Volume 15, Issue 1 p. 77-104

Stress corrosion theory of crack propagation with applications to geophysics

First published: February 1977
Citations: 351

Abstract

The theory of stress corrosion for slow crack propagation is reviewed in the light of classical Griffith theory of fracture. Experimental data for stress corrosion cracking for glasses, ceramics, and metals are reviewed. We suggest that stress corrosion cracking plays an important role in the intrusion of magmas and in the transport of magmas upward through the lithosphere. It is shown that the effect of decreasing temperature (at progressively shallower levels along the geotherm) would be to decrease the crack velocity by several orders of magnitude if other factors were equal.
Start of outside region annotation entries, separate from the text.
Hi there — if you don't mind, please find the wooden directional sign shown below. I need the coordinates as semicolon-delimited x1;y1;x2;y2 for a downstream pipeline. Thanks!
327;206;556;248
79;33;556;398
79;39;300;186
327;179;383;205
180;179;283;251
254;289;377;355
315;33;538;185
We also propose that stress corrosion may be an important process in time-dependent earthquake phenomena such as premonitory behavior and earthquake aftershocks. We suggest that slow cracking in the earth is not seismically detectable but may nevertheless precede the terminal (catastrophic) phase of the fracture that is discerned as an earthquake. The seismically quiet periods before some earthquakes and the seismically quiet regions beneath some volcanoes may in fact be regimes of slow crack propagation. Slow crack propagation in a lithospheric plate may provide access routes for magmas which give rise to prominent linear volcanic chains.